= Jose V. Romero Jr. =

Filipino statesman and diplomat (1934–2018)

Jose Emeterio Villanueva Romero Jr. (4 May 1934 – 10 September 2018), also known as Joe Romero or Jose V. Romero Jr., was a Filipino statesman and diplomat.

==Early life and education==
Romero was born on May 4, 1934, to José E. Romero and Elisa Zuñiga Villanueva. His father was the first Philippine ambassador to the Court of St. James's, while his brother Eddie Romero was a National Artist of the Philippines for cinema.

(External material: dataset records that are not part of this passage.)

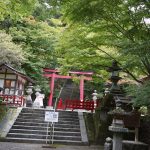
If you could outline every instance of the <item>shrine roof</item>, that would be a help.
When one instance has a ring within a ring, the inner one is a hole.
[[[29,81],[29,82],[31,82],[31,83],[34,83],[34,82],[35,82],[35,81],[34,81],[33,79],[31,79],[29,76],[27,76],[27,75],[25,75],[24,73],[22,73],[22,72],[20,72],[20,71],[18,71],[18,70],[16,70],[16,69],[14,69],[13,67],[11,67],[11,66],[8,65],[8,64],[5,64],[5,63],[0,64],[0,69],[1,69],[1,68],[7,68],[7,69],[11,70],[14,74],[21,76],[22,78],[26,79],[27,81]]]

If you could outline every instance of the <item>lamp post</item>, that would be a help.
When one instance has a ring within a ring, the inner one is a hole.
[[[108,72],[111,73],[110,80],[112,82],[112,86],[110,88],[110,93],[116,95],[119,94],[120,87],[117,85],[118,81],[121,79],[119,77],[119,72],[122,70],[117,61],[113,61],[112,66],[107,69]],[[128,129],[124,127],[123,117],[126,115],[126,112],[121,108],[122,101],[115,101],[116,108],[113,111],[108,112],[113,117],[113,122],[109,126],[109,131],[113,132],[113,146],[112,150],[122,150],[122,140],[123,133],[128,132]]]

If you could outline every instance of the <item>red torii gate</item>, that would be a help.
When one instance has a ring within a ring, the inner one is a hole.
[[[52,99],[53,99],[53,92],[54,92],[54,84],[55,84],[55,78],[60,79],[72,79],[72,76],[64,76],[64,75],[58,75],[58,70],[52,70],[52,69],[43,69],[44,76],[47,78],[51,78],[50,82],[50,96],[48,100],[48,106],[52,106]],[[77,75],[88,75],[92,76],[93,72],[78,72],[78,71],[69,71],[70,74],[77,74]],[[78,77],[79,78],[79,77]],[[86,77],[82,76],[80,77],[80,100],[84,99],[84,80],[92,80],[92,77]]]

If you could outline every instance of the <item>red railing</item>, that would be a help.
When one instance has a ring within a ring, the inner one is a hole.
[[[64,109],[85,109],[94,110],[94,101],[80,101],[80,100],[65,100]]]
[[[1,105],[9,105],[9,106],[23,106],[25,102],[25,98],[23,96],[18,95],[4,95],[0,94]]]

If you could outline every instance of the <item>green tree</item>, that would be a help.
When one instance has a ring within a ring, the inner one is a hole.
[[[10,35],[0,31],[0,63],[20,66],[25,58],[21,46],[14,44]]]
[[[67,67],[72,63],[87,62],[90,66],[89,63],[97,62],[92,67],[96,69],[116,59],[135,80],[139,74],[150,75],[150,30],[145,22],[149,7],[148,1],[138,0],[61,1],[62,20],[68,26],[60,38],[59,50],[65,52],[68,59],[69,55],[74,59],[66,60]],[[97,58],[91,60],[86,56],[96,51],[100,53]]]
[[[0,20],[10,17],[18,20],[31,14],[38,0],[0,0]]]
[[[33,16],[29,16],[10,29],[13,41],[20,44],[23,51],[27,53],[27,59],[22,63],[22,68],[47,92],[49,85],[43,77],[42,69],[57,67],[54,43],[61,27],[56,26],[51,27],[47,22],[36,21]]]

Romero's father was the son of Francisco Romero Sr., mayor of Tanjay, Negros Oriental from 1909 to 1916 and later a member of the Provincial Board of Negros Oriental, and Josefa Calumpang Muñoz, daughter of Tanjay gobernadorcillo Don José Teves Muñoz and Doña Aleja Ines Calumpang, a great-granddaughter of Don Fernando Velaz de Medrano Bracamonte y Dávila (es), Marquis of Tabuérniga de Velazar (es), 15th Marquis of Cañete (GE) (es), 6th Marquis of Fuente el Sol (es), 8th Marquis of Navamorcuende (es), 15th Lord of Montalbo, and Knight of the Order of St. John.

Romero was formerly married to Carmelita Beatriz Espina Corominas of Cebu and had three children. She is the niece of Anita Corominas-Guerrero, wife of León María Guerrero III who succeeded José E. Romero as Philippine ambassador to the Court of St. James's.

Romero obtained his bachelor's and master's degrees in history and economics from Trinity College, Cambridge. He did postgraduate work in economics at Georgetown University and obtained a doctorate degree in development management from the University of Asia and the Pacific.

== Professional career ==
Upon Romero's return from his studies at Cambridge, he worked as an economist at the Department of Economic Research of the Central Bank of the Philippines. He was later the director-general of the Congressional Economic Planning Office of the Philippine House of Representatives during the speakerships of José Laurel Jr. and Cornelio Villareal. He was executive director of the United Coconut Authority of the Philippines in the mid-1960s and served as president of the Philippine Economic Society from 1971 to 1972.

In 1981, Romero co-founded the Makati Business Club together with Enrique Zobel, Rogelio Pantaleon and Bernardo Villegas.

During the presidency of Corazon Aquino, Romero served simultaneously as chairman of the Philippine Coconut Authority and undersecretary of the Department of Agriculture. He later served as board member of United Coconut Planters Bank and president of the Coconut Investment Fund Management Company.

Romero was later appointed Philippine ambassador extraordinary and plenipotentiary to Italy. While chief of mission to Rome, he was also the executive director of the Common Fund for Commodities and permanent representative to the Food and Agriculture Organization and the International Fund for Agricultural Development.

Romero served as a professorial lecturer and long-time trustee of the University of Asia and the Pacific and the Asian Institute of Journalism and Communication. He also lectured at various times at the Ateneo de Manila University, the Asian Social Institute, St. Paul University Dumaguete and Silliman University.

As a writer and scholar, he authored three books on Philippine political economy and the coconut industry: Philippine Political Economy, Postwar Political Economy: 1946-1965, and Transforming the Coconut Industry: Institutional and Policy Reforms Toward Shared Development. He was also a business columnist and publisher. He was formerly the business editor and assistant publisher of the Manila Bulletin and contributed to the Financial Times and The Manila Times.

Romero was president of the Philippine Ambassadors Foundation, Inc., an association of active and retired diplomats in the Philippines. At the time of his death in 2018, he was chairman of the Philippine Council for Foreign Relations.

== Death ==
Romero died, at 84, on 10 September 2018 in Baltimore, Maryland while visiting family.